Besides, I am not sure if the result could be simplified.
 A: Since $X := \mathbb{A}^n$ is affine, the global sections functor induces an equivalence of categories between quasicoherent sheaves on $X$ and modules over $\Gamma(X,\mathcal{O}_X) \simeq k[x_1,...,x_n]$. Now global sections of $i_*\mathcal{O}_U$ is just global sections of $\mathcal{O}_U$ over $U$, and so for $n=1$ we get the ring $k[x,x^{-1}]$. When $n > 1$, a standard calculation gives $\Gamma(U,\mathcal{O}_U) \simeq k[x_1,...,x_n]$. One can check that the $\Gamma(X,\mathcal{O}_X)$-module structure on the latter is the usual one.
As for stalks, recall that in the affine case we may compute the stalk of a quasicoherent sheaf as a localization of its module of global sections.
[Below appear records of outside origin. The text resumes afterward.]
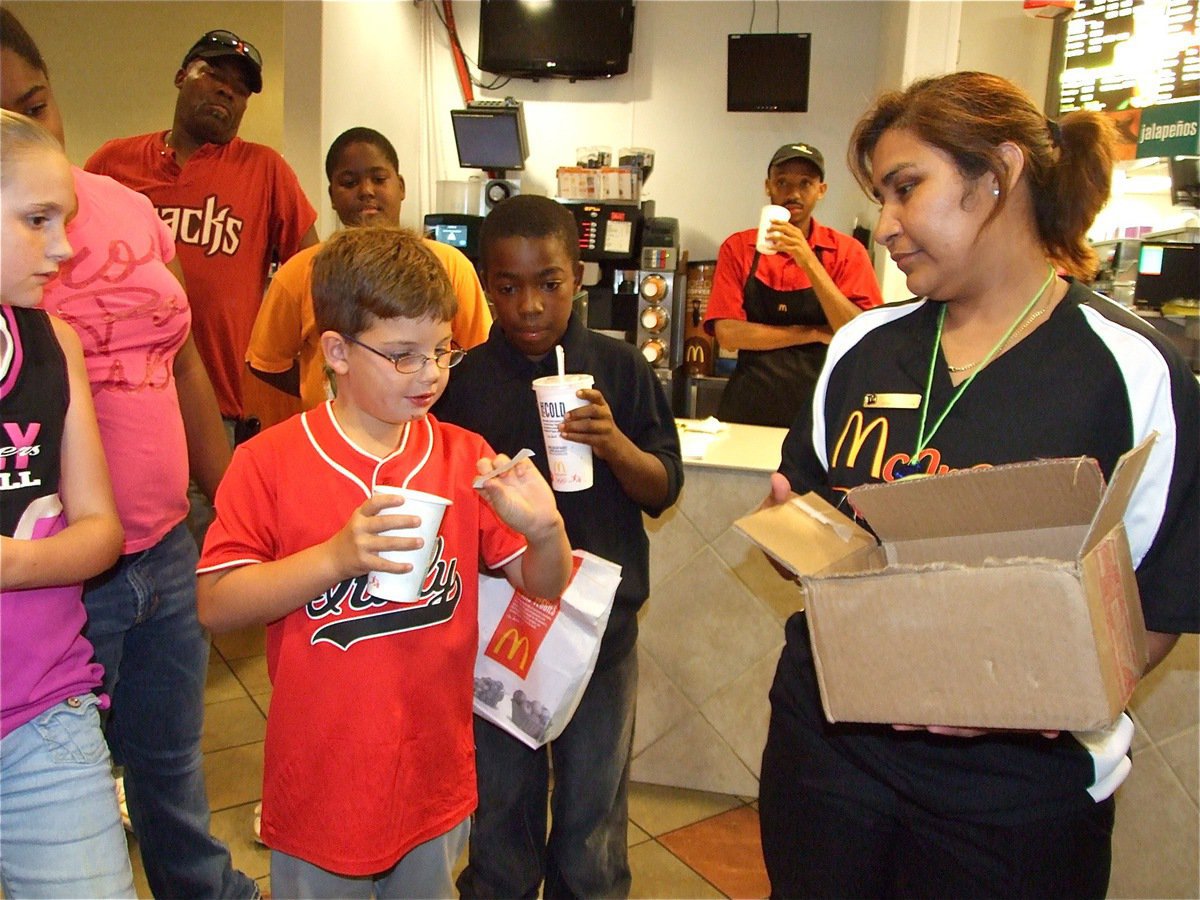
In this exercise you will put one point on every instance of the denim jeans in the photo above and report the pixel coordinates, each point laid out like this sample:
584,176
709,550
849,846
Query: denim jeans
61,832
423,873
587,852
142,622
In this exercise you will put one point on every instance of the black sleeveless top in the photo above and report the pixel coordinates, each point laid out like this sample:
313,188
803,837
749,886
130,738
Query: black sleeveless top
34,399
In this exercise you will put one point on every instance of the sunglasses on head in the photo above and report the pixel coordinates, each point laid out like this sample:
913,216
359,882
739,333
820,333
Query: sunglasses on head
228,39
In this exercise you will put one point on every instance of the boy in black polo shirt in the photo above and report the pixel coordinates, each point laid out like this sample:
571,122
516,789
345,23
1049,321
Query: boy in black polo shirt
532,270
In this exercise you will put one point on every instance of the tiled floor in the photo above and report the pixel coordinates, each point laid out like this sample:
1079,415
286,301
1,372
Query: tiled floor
683,844
689,844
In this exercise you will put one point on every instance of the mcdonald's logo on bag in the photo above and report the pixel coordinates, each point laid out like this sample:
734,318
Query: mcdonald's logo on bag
517,643
522,628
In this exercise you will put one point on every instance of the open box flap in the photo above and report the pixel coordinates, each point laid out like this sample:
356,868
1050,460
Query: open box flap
805,534
1116,498
1025,496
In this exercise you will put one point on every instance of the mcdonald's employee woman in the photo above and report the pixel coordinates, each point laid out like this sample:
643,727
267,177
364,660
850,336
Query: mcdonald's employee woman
1000,359
779,310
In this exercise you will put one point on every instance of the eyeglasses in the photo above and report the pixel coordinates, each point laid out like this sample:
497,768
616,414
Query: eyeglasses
228,39
413,363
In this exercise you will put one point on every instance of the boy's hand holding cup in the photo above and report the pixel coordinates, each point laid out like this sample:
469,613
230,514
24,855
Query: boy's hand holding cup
423,517
521,497
769,216
570,461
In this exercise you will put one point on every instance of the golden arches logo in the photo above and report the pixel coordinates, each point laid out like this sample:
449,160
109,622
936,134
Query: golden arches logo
519,643
856,423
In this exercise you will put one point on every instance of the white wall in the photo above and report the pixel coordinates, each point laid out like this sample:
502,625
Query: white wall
709,165
113,64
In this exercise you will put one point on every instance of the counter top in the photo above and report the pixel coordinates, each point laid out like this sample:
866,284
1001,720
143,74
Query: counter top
747,448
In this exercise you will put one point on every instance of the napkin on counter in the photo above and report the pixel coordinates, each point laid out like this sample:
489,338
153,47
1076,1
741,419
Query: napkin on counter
695,436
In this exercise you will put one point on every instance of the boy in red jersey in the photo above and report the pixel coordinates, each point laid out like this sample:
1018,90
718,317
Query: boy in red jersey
369,775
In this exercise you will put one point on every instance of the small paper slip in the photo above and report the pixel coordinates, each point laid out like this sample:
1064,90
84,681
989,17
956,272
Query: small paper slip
708,426
480,480
696,437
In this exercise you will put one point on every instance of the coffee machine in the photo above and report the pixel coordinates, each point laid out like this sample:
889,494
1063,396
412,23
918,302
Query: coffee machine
610,241
659,323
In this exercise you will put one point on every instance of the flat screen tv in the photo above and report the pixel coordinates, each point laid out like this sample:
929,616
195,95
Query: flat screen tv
1167,271
490,138
556,39
768,73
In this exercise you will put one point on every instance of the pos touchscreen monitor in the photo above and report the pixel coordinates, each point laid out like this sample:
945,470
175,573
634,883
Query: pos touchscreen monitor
490,137
1167,271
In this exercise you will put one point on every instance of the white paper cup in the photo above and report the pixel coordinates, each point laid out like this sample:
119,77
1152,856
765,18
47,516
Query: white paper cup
407,588
771,213
570,462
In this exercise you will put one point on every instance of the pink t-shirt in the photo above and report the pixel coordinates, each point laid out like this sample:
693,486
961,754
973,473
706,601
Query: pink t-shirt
132,316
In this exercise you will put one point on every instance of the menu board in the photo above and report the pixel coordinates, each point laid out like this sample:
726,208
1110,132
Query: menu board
1128,53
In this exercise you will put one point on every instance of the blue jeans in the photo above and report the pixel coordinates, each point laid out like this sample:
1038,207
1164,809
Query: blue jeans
587,852
61,832
143,625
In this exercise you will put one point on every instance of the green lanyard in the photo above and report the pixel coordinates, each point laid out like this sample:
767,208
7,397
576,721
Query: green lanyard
922,437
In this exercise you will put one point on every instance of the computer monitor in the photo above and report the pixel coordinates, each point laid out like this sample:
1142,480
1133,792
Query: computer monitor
1167,271
490,138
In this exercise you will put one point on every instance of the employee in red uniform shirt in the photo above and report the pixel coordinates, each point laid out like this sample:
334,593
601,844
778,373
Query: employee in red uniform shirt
779,311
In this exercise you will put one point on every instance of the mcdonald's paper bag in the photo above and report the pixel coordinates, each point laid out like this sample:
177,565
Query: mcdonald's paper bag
535,657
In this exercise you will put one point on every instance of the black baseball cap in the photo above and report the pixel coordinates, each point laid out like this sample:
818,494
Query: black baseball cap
220,43
798,150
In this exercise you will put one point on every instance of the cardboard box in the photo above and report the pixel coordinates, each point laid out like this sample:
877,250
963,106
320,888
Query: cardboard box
995,598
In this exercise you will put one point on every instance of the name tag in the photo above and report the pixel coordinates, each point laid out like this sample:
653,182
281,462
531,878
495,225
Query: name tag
892,401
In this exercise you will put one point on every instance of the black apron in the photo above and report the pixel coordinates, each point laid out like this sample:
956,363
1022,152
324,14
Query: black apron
771,387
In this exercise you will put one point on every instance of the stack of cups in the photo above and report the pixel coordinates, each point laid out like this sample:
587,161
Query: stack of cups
570,462
430,508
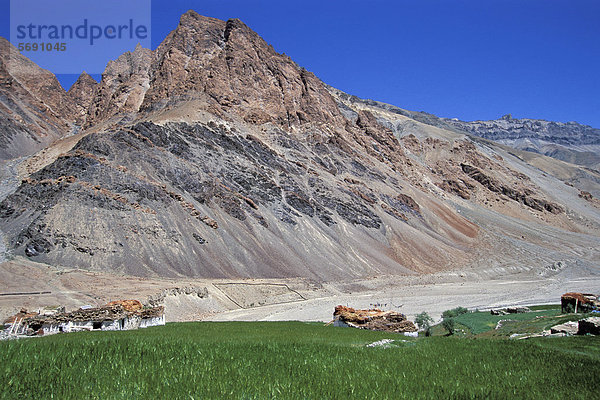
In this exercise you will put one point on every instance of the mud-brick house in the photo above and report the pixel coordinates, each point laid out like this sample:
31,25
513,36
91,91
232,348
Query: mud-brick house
579,302
114,316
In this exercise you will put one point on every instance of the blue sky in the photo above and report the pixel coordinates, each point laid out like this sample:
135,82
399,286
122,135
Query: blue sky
475,59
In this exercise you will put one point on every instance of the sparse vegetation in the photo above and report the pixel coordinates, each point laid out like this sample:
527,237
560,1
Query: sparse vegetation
449,325
293,360
424,322
455,312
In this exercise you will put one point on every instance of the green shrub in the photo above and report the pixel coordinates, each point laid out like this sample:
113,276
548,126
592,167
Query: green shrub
449,324
455,312
424,321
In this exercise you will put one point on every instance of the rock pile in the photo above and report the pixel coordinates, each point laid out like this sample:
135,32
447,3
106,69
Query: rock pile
373,319
189,290
510,310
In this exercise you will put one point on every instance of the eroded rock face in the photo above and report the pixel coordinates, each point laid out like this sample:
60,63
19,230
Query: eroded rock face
522,197
279,177
122,88
137,185
82,93
34,108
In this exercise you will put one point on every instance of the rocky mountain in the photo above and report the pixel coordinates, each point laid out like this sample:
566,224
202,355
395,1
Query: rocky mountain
571,142
34,108
214,156
81,95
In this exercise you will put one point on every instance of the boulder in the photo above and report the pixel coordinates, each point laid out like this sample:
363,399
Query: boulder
589,325
569,328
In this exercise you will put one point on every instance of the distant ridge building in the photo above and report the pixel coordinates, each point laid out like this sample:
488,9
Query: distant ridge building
114,316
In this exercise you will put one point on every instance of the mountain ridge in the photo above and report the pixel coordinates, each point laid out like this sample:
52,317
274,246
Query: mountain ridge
214,156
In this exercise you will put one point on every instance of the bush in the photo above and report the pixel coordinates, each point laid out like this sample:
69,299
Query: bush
424,321
450,325
455,312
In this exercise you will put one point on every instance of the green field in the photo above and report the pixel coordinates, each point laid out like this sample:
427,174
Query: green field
291,360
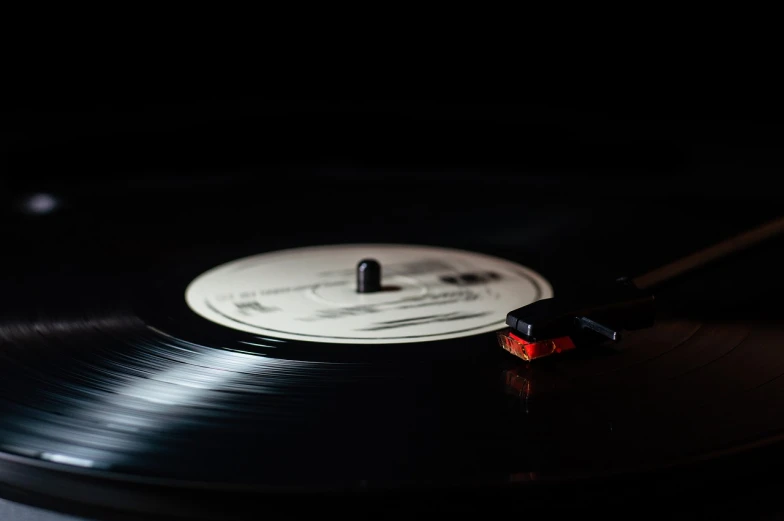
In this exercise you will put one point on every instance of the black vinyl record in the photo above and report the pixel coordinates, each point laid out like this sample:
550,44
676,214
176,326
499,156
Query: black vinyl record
151,408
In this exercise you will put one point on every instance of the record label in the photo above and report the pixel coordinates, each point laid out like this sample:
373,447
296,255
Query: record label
310,294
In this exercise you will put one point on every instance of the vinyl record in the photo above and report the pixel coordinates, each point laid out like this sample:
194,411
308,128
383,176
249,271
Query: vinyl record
186,392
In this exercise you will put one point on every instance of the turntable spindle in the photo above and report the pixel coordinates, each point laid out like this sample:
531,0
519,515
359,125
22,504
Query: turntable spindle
368,276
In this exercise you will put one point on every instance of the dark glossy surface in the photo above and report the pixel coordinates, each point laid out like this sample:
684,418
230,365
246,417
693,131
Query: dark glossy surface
103,365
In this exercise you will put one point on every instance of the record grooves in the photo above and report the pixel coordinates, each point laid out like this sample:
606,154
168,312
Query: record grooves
138,397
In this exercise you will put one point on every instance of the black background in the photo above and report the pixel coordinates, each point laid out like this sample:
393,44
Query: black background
582,188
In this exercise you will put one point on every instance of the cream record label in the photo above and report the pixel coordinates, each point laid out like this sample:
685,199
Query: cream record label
310,294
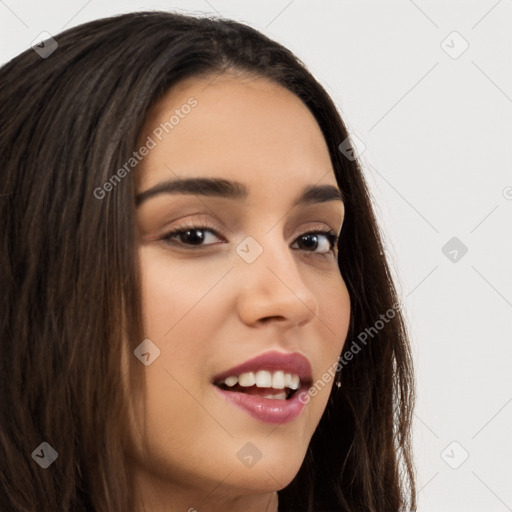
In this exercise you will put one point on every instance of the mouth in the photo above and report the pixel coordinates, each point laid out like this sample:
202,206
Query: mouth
270,388
264,384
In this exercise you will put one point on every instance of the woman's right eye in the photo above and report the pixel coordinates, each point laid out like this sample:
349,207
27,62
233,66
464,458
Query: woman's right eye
190,235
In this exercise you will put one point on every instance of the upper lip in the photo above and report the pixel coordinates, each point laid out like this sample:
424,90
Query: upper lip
272,361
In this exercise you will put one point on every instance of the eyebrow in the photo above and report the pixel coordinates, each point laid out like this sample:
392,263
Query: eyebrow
234,190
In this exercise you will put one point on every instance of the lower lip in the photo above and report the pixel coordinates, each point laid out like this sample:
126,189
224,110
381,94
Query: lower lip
266,409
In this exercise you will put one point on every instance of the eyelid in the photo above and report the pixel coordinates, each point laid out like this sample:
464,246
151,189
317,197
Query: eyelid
326,230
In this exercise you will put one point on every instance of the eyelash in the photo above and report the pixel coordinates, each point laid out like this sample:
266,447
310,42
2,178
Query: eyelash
328,233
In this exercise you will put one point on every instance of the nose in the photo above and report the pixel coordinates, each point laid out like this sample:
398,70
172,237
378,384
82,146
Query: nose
273,287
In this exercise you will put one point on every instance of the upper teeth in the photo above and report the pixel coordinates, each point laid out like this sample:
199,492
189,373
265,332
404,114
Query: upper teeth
265,379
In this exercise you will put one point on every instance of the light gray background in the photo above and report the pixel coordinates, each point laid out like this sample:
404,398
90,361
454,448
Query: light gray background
436,133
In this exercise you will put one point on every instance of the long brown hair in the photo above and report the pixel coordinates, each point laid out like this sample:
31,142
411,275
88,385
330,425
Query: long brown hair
70,281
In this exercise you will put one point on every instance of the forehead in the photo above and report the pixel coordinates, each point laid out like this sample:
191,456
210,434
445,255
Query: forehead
244,129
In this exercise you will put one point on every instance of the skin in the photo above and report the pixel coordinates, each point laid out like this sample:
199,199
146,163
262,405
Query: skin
208,310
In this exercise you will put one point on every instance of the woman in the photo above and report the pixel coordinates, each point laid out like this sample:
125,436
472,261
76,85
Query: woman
197,313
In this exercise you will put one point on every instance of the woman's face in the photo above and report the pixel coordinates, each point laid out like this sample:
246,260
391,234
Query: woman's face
241,284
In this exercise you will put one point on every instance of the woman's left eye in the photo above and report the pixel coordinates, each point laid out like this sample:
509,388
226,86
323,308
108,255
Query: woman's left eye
194,236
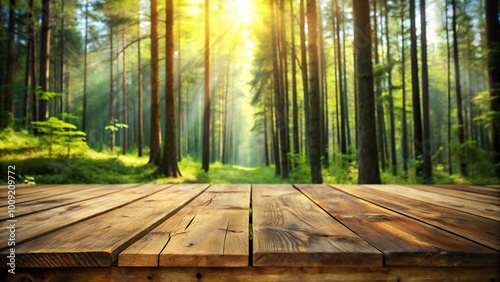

For $n=1$, we therefore need to understand the localization $k[x,x^{-1}]_{(x)}$ of Laurent polynomials at the prime ideal $(x)$ (note we're inverting everything that's not a multiple of $x$). One can check that the result is $k(x)$, the field of rational functions in $x$ viewed as a module over $k[x]$. The case $n>1$ is straightforward.